You do not need to be an accountant or a financial wizard to handle your investments. There are some basic principles to follow, known as the KISS principle. KISS is generally know to stand for “Keep It Short & Simple” but I think the acronym can also apply to investing:
K – Keep invested
I – Invest in stocks
S – Self-direct your investments
S – Small investments possess an advantage
K – Keep invested and don’t become discouraged
There are lots of people who enter the stock market, get burned, drop out, and then hand their finances over to a broker or mutual fund seller. That is the wrong thing to do. Losing money in the stock market is all a part of learning how to invest.
I have lost thousands on bad investments but I have also made more thousands on good investments. I still come out ahead because the good investments are that much better and I have invested wisely. The worst thing I could do is become discouraged and drop out of the market.
Investing is like any skill. It takes practice and knowledge to master. You need to keep investing and learning. The trick is to start small and increase your investments as your mastery develops.
Consistent contributions are critical especially if you are depositing into a retirement account. Every contribution will help reduce your taxes payable and all of your gains are allowed to grow tax-free.
I – Invest in stocks and instruments related to stocks
The best place to park your money is in stocks. There are thousands to choose from but for long term planning it is best to pick sold big capital stocks that are the basis of your long term plan.
You can invest in mutual funds but be prepared to get poorer results. Diversification is taken to the negative extreme in these financial instruments and the fund has to overcome its own hefty management fees before it can even turn a profit for you. You can find better results by investing in a few sold companies and in Exchange Traded Funds.
Stocks come in five basic varieties. You want to avoid the last one and invest in the others depending on your investing philosophy.
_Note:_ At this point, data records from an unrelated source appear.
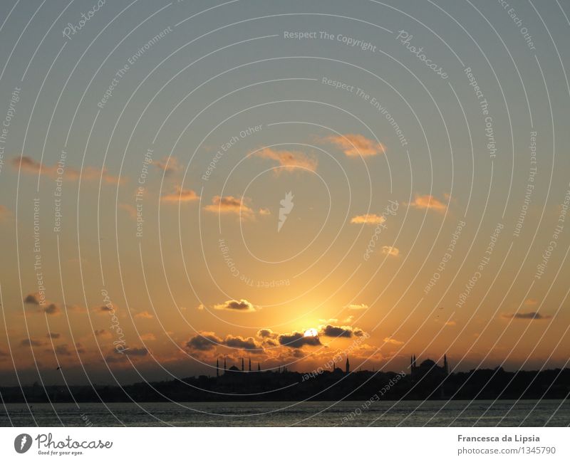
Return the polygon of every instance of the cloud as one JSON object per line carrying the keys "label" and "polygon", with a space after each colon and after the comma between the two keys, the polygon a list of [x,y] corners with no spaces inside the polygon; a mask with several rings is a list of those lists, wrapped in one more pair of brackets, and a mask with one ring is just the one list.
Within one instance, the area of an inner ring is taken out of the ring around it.
{"label": "cloud", "polygon": [[224,339],[213,332],[201,332],[186,342],[186,346],[195,351],[210,351],[217,345],[238,348],[249,351],[263,350],[263,346],[256,342],[253,337],[244,337],[240,335],[226,335]]}
{"label": "cloud", "polygon": [[135,317],[142,317],[142,319],[152,319],[154,316],[151,315],[148,311],[141,311],[140,313],[138,313],[135,315]]}
{"label": "cloud", "polygon": [[212,204],[204,207],[204,210],[216,214],[235,214],[244,218],[254,216],[254,211],[245,204],[244,199],[239,199],[233,196],[214,196]]}
{"label": "cloud", "polygon": [[309,157],[301,151],[289,151],[283,149],[278,151],[271,147],[266,147],[255,152],[254,155],[263,159],[271,159],[277,161],[280,167],[283,167],[276,170],[279,173],[281,170],[293,172],[295,169],[316,170],[316,159]]}
{"label": "cloud", "polygon": [[256,307],[244,298],[239,301],[237,300],[228,300],[219,305],[214,305],[214,309],[239,311],[241,313],[252,313],[256,311]]}
{"label": "cloud", "polygon": [[148,354],[148,350],[146,348],[128,348],[123,352],[125,355],[128,356],[146,356]]}
{"label": "cloud", "polygon": [[301,348],[304,345],[316,346],[321,345],[318,337],[305,337],[303,332],[294,332],[291,334],[281,334],[279,336],[279,344],[292,348]]}
{"label": "cloud", "polygon": [[59,315],[61,314],[61,308],[57,303],[50,303],[45,308],[42,310],[46,315]]}
{"label": "cloud", "polygon": [[66,343],[56,345],[53,351],[56,352],[56,355],[61,355],[63,356],[71,356],[72,355],[72,352],[70,351]]}
{"label": "cloud", "polygon": [[445,212],[447,209],[447,206],[443,204],[438,199],[430,194],[420,196],[416,194],[413,202],[408,204],[410,207],[420,209],[432,209],[440,213]]}
{"label": "cloud", "polygon": [[224,339],[224,345],[230,348],[239,348],[241,350],[263,350],[263,347],[258,344],[253,337],[244,338],[239,335],[236,337],[227,335],[226,338]]}
{"label": "cloud", "polygon": [[351,219],[351,223],[355,224],[380,224],[384,223],[386,219],[380,215],[375,214],[365,214],[364,215],[357,215]]}
{"label": "cloud", "polygon": [[190,350],[203,352],[214,350],[217,345],[221,345],[222,342],[222,339],[213,332],[201,332],[188,340],[186,346]]}
{"label": "cloud", "polygon": [[327,137],[325,141],[333,143],[348,157],[368,157],[385,154],[385,149],[382,145],[362,135],[348,133],[344,135]]}
{"label": "cloud", "polygon": [[123,182],[123,179],[120,177],[115,177],[108,173],[107,167],[103,167],[102,169],[96,169],[93,167],[84,167],[83,170],[78,170],[71,167],[66,166],[63,169],[58,171],[59,167],[57,165],[52,165],[48,167],[43,165],[36,160],[33,160],[31,157],[28,156],[21,156],[19,157],[14,157],[11,161],[12,167],[14,168],[19,168],[21,172],[28,174],[42,174],[51,178],[57,178],[62,177],[65,179],[71,181],[77,181],[80,177],[82,181],[86,180],[98,180],[100,178],[105,183],[118,184]]}
{"label": "cloud", "polygon": [[395,338],[392,338],[391,337],[385,337],[384,342],[385,343],[390,343],[390,345],[404,345],[403,342],[400,342],[400,340],[396,340]]}
{"label": "cloud", "polygon": [[172,203],[190,202],[192,201],[197,201],[200,198],[200,196],[193,189],[185,189],[180,186],[177,186],[174,192],[164,194],[160,199],[163,202]]}
{"label": "cloud", "polygon": [[362,337],[364,335],[364,332],[359,327],[353,327],[350,325],[327,324],[320,327],[319,334],[325,337],[346,337],[350,338],[353,335]]}
{"label": "cloud", "polygon": [[25,338],[20,342],[20,345],[22,347],[41,347],[43,345],[43,342],[31,338]]}
{"label": "cloud", "polygon": [[545,319],[550,319],[552,316],[549,315],[541,315],[536,311],[529,311],[529,313],[515,313],[510,314],[502,315],[502,317],[506,319],[524,319],[529,320],[539,321]]}
{"label": "cloud", "polygon": [[277,338],[277,334],[271,329],[259,329],[257,331],[257,337],[259,338]]}
{"label": "cloud", "polygon": [[361,303],[360,305],[347,305],[344,307],[345,308],[348,308],[348,310],[368,310],[368,305],[365,305],[364,303]]}
{"label": "cloud", "polygon": [[152,165],[164,172],[165,177],[178,172],[182,168],[176,157],[164,157],[160,160],[152,162]]}
{"label": "cloud", "polygon": [[12,212],[5,205],[0,204],[0,221],[4,221],[12,216]]}
{"label": "cloud", "polygon": [[24,303],[28,305],[39,305],[40,304],[40,294],[37,292],[35,293],[28,293],[24,299]]}
{"label": "cloud", "polygon": [[393,257],[397,257],[400,254],[400,249],[392,246],[384,246],[382,247],[382,253]]}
a) Blue-Chip Stock – Solid companies whose steady profits allow it to pays out dividends. These should make up a majority of your stock portfolio.
b) Growth Stock – Typically technology or biotechnology companies that grow and expand. Rarely do they pay out dividends because they plow their profits back into the expansion.
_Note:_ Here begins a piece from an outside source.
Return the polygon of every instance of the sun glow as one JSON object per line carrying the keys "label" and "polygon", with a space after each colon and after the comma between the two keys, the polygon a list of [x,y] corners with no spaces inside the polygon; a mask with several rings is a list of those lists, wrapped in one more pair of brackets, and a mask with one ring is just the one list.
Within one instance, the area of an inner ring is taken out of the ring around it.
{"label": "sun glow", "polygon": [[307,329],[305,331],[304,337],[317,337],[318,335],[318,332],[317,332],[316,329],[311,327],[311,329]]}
c) Value Stocks – Companies that the market has undervalued. The market is not always rational and sometimes these companies make great buy-out opportunities for other firms.
d) Mad Money Stocks – Very speculative stocks that are not making any profits but have a product you believe in. Depending on your investing constitution, set aside 0-10% of your portfolio for some speculative fun.
e) The Dregs – Companies that are losing money, revenue, and leadership. Avoid these unless you are interested in betting against their decline in what is called shorting.
Some investment firms will value stocks by the size of the company in stock value. That is useful to tell you how big a company is, but it would be like valuing the denomination of dollar bills a $100 is always worth more that a $20 bill. Two companies might trade for $100 but in actual fact the worth of the company behind the stock price is like a $100 bill in US money and a $100 bill in Mexican money. They are not worth the same amount.
General Motors is one of the largest publicly traded companies but should not be considered a blue-chip. GM has had declining revenues, has debt problems, and faces very stiff competition from the Asian automakers.
S – Self-directed accounts ensures lower trading costs and control
Get a self-directed/discount brokerage account. Do not go with a stock broker if you have every intention of taking control of your financial future.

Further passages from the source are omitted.